Firefly vs. the Firing Squad
So Firefly's a terminal case, and it's easy to understand why. Its ratings are in the tank, at least as far as Fox is concerned, even though more people are apparently watching Firefly than either Buffy or Angel. And numerous critics (and presumably viewers) gave up on the show after a lackluster first episode mandated by Fox after the network nixed the show's original pilot.
But here's the nasty little secret: Firefly is an absolutely brilliant show, perhaps the best sci-fi show on television today -- and certainly the one with the most potential for future brilliance. In the weeks since its weak opening episodes, the series has run off a string of seven strong shows that would be the envy of any other TV show on the air today.
This summer, it appeared that Whedon's Mutant Enemy production company had bitten off more than it could chew. Buffy was in disarray after a creatively disastrous season; Angel was reeling from the loss of showrunner David Greenwalt and lukewarm support from the Buffy-less WB network; and Firefly's pilot had been sent back to the kitchen. It looked like Whedon and his gang had overplayed their hand; the results weren't going to be pretty, and in the end it looked like the TV wunderkind was going to have plenty of spare time in which to write that stage musical or screenplay that he'd always been meaning to get to during Buffy downtime.
But a funny thing happened on the way to the charnel house. Whedon and his creative team proved that, far from being one-hit wonders, they're some of the best talents working in television today.
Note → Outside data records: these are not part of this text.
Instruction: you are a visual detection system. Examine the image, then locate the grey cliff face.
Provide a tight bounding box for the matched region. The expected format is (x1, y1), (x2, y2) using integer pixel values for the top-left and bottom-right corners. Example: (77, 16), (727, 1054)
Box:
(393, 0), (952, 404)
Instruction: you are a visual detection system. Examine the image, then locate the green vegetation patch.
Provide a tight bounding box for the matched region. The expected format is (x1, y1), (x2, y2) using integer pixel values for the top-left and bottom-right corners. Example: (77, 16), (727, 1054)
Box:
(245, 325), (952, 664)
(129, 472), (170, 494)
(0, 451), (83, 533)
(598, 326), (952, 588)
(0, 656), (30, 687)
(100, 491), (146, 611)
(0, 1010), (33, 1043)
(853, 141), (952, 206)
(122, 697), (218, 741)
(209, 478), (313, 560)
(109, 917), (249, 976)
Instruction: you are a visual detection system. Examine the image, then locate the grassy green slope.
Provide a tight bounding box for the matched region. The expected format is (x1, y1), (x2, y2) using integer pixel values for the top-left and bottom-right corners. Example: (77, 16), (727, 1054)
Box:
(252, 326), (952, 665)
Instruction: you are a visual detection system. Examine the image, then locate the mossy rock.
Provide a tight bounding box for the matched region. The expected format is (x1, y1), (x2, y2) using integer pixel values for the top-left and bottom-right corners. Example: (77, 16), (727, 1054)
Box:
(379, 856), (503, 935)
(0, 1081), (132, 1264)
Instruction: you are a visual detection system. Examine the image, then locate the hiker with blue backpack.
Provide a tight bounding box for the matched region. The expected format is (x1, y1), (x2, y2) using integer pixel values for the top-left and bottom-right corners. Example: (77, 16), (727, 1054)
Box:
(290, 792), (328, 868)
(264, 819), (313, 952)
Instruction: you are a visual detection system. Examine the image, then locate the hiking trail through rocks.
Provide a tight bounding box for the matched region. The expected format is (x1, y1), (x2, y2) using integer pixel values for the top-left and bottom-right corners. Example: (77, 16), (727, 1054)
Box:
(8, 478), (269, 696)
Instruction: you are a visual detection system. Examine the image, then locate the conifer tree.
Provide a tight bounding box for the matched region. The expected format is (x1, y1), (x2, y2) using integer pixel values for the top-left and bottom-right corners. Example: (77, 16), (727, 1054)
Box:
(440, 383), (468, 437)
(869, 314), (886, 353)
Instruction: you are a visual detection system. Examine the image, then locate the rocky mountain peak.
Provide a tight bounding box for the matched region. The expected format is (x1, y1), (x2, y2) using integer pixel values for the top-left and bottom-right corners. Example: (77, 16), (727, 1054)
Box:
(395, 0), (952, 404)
Buffy has rebounded with what might be its best season in four years, and Angel has so thrived on its own that The WB is moving it to Wednesday nights in hopes that it can clean up the pile of leather and mascara left behind by Birds of Prey.
And then there's Firefly. Perhaps the show's toughest sell, judging from its first few episodes, is that it's sort of a western. Set on other planets and in outer space, sure, but with jangly country-western music and dusty frontiers populated by cows, horses, and dirty men in overalls who actually say "dadgummit."
Only after a dozen episodes does Firefly's depth and versatility really show through. In past weeks, the show has managed to slide between taut locked-in-a-spaceship drama, wacky old-west-cotillion shenanigans, and a terrifyingly violent confrontation in a sterile high-tech medical facility. This show that seemed to have painted itself into a corner with its images of horses and dust bowls turns out to actually have a remarkably broad canvas, with highly industrialized "core planets" straight out of standard sci-fi, as well as poor, low-tech backwoods worlds that rely on incoming starships the way an old west town would wait for the stagecoach to arrive. And given the series' striking use of Mandarin as well as English, one can only assume that there are some Chinese cultures out there to explore as well.
Filling out the canvas is Firefly's ensemble, a stage-choking nine members strong. Are you like me? Do you see a show with a half-dozen characters and start having trouble telling them apart? Like those three interchangeable guys on Enterprise, who are exactly the same character except that one of them is black and one is English.
Enterprise only has seven characters. But Firefly, loaded up with two more characters than your standard Trek ensemble, accomplishes something that I never thought possible: each character is well-defined, can't be mistaken for a different character, and has traits that contribute to making the show fun to watch. Holding it all together is Nathan Fillion as Captain Malcolm Reynolds, no longer one of those guys with the girl at the pizza place. Instead, he's playing the lovable rogue who's, to his chagrin, actually a Hero with a capital H. Reynolds is far from perfect, and is certainly not above thievery -- in fact, he and his crew seem to make most of their living by stealing -- yet when there's a moral decision to be made, he's always on the side of good.
The other characters include a rare married couple (whose marriage is, in many ways, portrayed more realistically than most non-sci-fi shows), a fugitive pretty-boy doctor and his mentally ill savant sister, a high-class call girl, a cute-as-a-button grease-monkey engineer, and a preacher with a mysterious past (played by the fantastic Ron Glass of Barney Miller fame).
And then there's the topper: Adam Baldwin's portrayal of Jayne. Jayne is everything that Reynolds is not: dishonorable, rude, and cowardly. If Whedon's learned anything from his previous shows, it's that a series regular who stands in opposition to his other characters works wonders. An anti-character can make your other characters look more heroic in comparison, and is pretty damned good with the comic relief as well. And although this bearded lummox with a tendency to steal from his crewmates seems pretty far removed from Charisma Carpenter's cheerleader queen in the early years of Buffy, they serve identical purposes.
Even if Firefly is being snuffed out, it's still a milestone for Joss Whedon and his team. Stripped of his sly pop-culture references by the show's far-future setting, Whedon has proven that he can write hilarious comedy mixed with equal parts character drama and bang-up suspense. Buffy was no fluke. The people at Mutant Enemy can make great TV, and with appalling consistency.